The mission also has been aided by REI Systems, which helped Peel automate its grants management practices—GovGrants—through the cloud. The upgrade offers end-to-end capabilities, including application collection and review, contract issuance, auto-payment, reconciliation, post-award tracking and reporting for such programs as childcare and community investment. REI also has supported the deployment of digital signatures to minimize the need for paper documentation.
Enhancing the team
When circumstances permit, Parsan hopes to reactivate other projects that he believes will make Peel IT among the most user-friendly in the public sector. He’s laid the groundwork for progress through such moves as assembling a core team including an HR partner, communications manager and strategic adviser to support the implementation of a new digital services team for a designated pilot area.

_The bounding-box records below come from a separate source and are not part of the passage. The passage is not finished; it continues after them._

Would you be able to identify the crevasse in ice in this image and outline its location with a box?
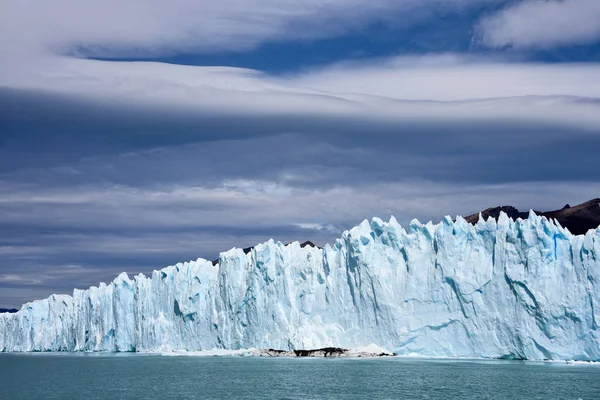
[0,213,600,360]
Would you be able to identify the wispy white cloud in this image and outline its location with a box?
[476,0,600,48]
[0,0,503,59]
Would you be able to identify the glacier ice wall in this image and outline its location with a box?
[0,213,600,360]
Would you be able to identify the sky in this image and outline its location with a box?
[0,0,600,308]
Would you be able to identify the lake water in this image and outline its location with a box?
[0,354,600,400]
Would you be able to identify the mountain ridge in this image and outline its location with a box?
[464,198,600,235]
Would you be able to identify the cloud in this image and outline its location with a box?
[0,0,501,60]
[476,0,600,48]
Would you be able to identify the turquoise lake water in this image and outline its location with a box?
[0,354,600,400]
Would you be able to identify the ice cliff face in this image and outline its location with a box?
[0,213,600,360]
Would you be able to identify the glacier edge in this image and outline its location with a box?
[0,212,600,361]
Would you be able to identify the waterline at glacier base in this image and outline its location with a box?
[0,212,600,361]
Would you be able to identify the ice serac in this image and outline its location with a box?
[0,213,600,360]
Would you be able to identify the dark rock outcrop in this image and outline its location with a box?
[465,198,600,235]
[212,240,320,265]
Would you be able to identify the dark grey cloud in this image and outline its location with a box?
[0,56,600,307]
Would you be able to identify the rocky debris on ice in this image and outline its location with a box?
[254,344,395,357]
[0,212,600,361]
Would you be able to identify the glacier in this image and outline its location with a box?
[0,212,600,361]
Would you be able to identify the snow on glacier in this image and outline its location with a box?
[0,212,600,360]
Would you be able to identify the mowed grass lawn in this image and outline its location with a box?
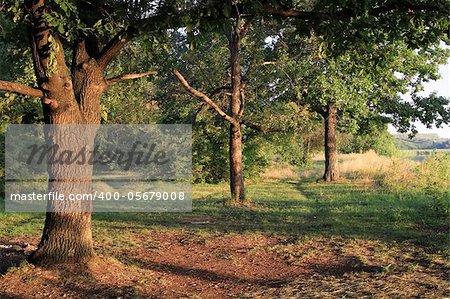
[0,179,450,298]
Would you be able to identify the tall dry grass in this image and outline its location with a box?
[338,151,408,180]
[261,164,298,180]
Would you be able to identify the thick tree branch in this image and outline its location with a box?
[243,121,289,133]
[173,70,239,126]
[106,71,158,85]
[0,81,44,98]
[97,27,136,68]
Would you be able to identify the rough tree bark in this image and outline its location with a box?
[0,0,154,265]
[323,102,339,182]
[174,17,252,204]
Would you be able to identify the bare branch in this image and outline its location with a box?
[0,81,44,98]
[173,70,239,126]
[243,122,288,133]
[97,27,136,68]
[106,71,158,85]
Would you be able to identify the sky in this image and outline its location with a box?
[389,60,450,138]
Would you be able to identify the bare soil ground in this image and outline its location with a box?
[0,233,450,299]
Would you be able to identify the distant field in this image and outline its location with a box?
[400,149,450,161]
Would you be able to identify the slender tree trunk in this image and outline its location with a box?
[229,19,245,203]
[323,103,339,182]
[230,124,245,203]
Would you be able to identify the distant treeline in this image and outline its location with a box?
[394,134,450,149]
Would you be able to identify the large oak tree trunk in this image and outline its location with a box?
[27,0,110,265]
[229,19,245,203]
[323,103,339,182]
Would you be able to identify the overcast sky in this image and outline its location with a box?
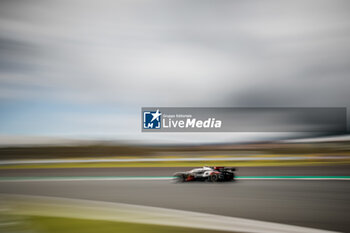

There are the still-unfilled roles for a user-design specialist and a change manager. That first position won’t necessarily call for someone with advanced tech skills; a better fit would be a person with a background in user experience and design. Someone to ensure that even as systems evolve, they don’t sacrifice the user-friendly aspect.
When settling upon a change manager, Parsan will want someone enthusiastic about learning and reiterating the new technologies and pondering some of the same matters that weigh on the boss’s mind: What do the users want? How can the IT department provide it? How can we build a more digitally literate organization?
Much of the answer, he says, come from such basics as bringing other IT users into the process and, if necessary, retrofitting systems to meet their needs. Such collaboration marked much of Parsan’s first year on the job, and he’s eager to get back to it.
“I enjoy going to leadership teams and hearing their needs,” he said. “The operations director of Public Works is a key partner in the process of building our new digital services team and he has attended our staff information sessions to provide his endorsement. Such teamwork has helped us in all areas, including our response to the virus.”
In some ways, it’s the opposite of how Parsan was expected to interact in some previous roles.
Up from the count
A commerce graduate of the University of Toronto, Parsan’s early professional life was as an accountant. That can be a very structured profession in which the boss is rarely questioned.
“I found that approach didn’t work in the long term,” Parsan said. “I had to recalibrate very early on because just telling people what to do only takes you so far. My approach is very much a collaborative one, and you have to be mindful of that because there is a specific way to do it that can drive decisions and outcomes.”
He turned into a recovering accountant around 2000, commencing with a 14-year stretch as director of project management, info-management and technology at The Hospital for Sick Children in Toronto. That role would prep Parsan for a couple part-time gigs in academia, first as adjunct lecturer in health policy and management evaluation at the University of Toronto and then with Humber College’s School of Media Studies and IT.
In 2015 he’d leave the hospital to direct project management and enterprise resource planning at Dynacare, a medical lab services company in Brampton. Now committed to improving life in general for Peel, the opportunity to direct IT solutions for the high-density municipality was too good to pass up.
A most challenging role, he acknowledges, but one that can be broken down to basics with the eternal question: What does the customer want?
Often-times that customer—a resident citizen or business —just wants a user-friendly way of interacting with a municipality over such matters as affordable housing, public works, water billing and accessible transit. Parsan’s aim is to have systems in place to do all the aforementioned, and, of course, keep the Region of Peel well informed about COVID-19’s latest direction.